Terminata la mia composizione e distribuite le parti, ne feci fare in Torino due prove, indi partii per Genova senza vederla rappresentare. I comici ed alcuni altri della città erano al fatto dell’allegoria del conte Lasca, onde gli avevo incaricati di darmene notizia: seppi dunque alcuni giorni dopo, che la commedia aveva avuto un gran successo, che era stato perfin riconosciuto l’originale della critica, e che il medesimo si era dimostrato ingenuo a segno da confessare apertamente di esserne meritevole.
In Genova mi trattenni tutto il tempo dell’estate, conducendovi una vita deliziosa, e nel più perfetto riposo. Ah! quanto è dolce, ed in special modo dopo aver molto lavorato, passar qualche giorno senza far nulla! Frattanto andavamo a gran passi avvicinandoci alla stagione dell’autunno, ed il tempo cominciava a raffrescare; ripresi dunque quella strada che ricondur doveami al luogo del mio lavoro. Giunto a Venezia, trovai stampato il mio primo volume, e qualche danaro dal mio libraio: ricevei nel tempo stesso un orologio d’oro, una tabacchiera dell’istesso metallo, ed un vassoio d’argento con cioccolata, unitamente a quattro paia di manichetti di punto di Venezia. Questi erano i regali di quelle persone alle quali avevo dedicato le mie prime quattro Commedie.
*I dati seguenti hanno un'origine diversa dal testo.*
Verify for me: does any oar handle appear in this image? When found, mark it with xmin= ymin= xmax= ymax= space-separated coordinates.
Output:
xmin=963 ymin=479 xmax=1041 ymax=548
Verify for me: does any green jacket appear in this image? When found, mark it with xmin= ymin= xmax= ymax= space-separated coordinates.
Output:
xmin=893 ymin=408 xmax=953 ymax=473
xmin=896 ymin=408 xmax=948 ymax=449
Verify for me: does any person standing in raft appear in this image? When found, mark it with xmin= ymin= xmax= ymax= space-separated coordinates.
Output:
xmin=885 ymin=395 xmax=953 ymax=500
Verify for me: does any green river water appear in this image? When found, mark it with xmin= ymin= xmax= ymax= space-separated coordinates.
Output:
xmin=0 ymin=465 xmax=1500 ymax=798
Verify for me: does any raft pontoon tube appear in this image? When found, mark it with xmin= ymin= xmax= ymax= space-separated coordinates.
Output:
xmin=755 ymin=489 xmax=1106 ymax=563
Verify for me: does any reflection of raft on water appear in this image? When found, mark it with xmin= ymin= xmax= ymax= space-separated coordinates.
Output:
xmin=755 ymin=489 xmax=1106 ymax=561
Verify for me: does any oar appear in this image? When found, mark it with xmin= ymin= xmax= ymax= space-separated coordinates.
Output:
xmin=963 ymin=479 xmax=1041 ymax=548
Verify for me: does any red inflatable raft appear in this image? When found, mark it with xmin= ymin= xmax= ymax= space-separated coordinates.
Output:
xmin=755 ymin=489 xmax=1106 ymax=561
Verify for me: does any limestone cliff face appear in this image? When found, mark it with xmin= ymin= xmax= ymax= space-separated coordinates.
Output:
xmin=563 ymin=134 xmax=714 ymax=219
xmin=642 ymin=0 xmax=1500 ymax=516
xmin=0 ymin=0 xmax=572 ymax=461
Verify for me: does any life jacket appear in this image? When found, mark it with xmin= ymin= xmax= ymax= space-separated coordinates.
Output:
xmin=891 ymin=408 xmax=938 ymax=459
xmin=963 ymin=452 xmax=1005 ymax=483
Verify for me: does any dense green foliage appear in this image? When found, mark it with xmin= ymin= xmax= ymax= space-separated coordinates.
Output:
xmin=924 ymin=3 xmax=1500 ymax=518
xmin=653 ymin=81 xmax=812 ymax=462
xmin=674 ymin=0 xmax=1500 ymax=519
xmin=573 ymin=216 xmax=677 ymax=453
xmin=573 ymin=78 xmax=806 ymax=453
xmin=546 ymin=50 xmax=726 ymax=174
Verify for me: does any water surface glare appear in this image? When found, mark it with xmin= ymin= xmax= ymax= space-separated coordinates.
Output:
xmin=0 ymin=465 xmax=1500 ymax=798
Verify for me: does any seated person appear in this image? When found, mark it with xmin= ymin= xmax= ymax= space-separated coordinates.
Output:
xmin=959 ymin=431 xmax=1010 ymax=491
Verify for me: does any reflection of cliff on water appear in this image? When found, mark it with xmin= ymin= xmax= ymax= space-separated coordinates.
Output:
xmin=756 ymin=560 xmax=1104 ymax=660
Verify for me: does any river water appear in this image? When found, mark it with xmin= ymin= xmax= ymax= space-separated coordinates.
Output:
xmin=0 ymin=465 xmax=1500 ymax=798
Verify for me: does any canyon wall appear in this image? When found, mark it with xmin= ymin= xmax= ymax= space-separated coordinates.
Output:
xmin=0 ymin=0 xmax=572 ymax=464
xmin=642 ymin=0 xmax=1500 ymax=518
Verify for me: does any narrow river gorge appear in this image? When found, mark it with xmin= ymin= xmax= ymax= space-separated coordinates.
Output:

Alcuni giorni dopo arrivò anche il Medebac, e mi parlò molto dell’incontro del mio Molière in Torino: e siccome avevo gran desiderio di vederlo rappresentare, andò in scena in Venezia nel mese di ottobre del 1751. Questa commedia conteneva due novità in una: quella del soggetto e quella della versificazione. Infatti i versi martelliani erano già in dimenticanza, poichè la monotonia della cesura, e la rima troppo frequente e sempre accoppiata, avevano già disgustato le orecchie italiane, nel tempo in cui viveva ancora il loro autore; onde tutti erano preoccupati contro di me che pretendevo di far rivivere un genere di versi già proscritto. L’effetto però smentì la preoccupazione; i miei versi piacquero quanto la rappresentazione, dimodochè per voce pubblica il Molière ebbe posto accanto alla Pamela.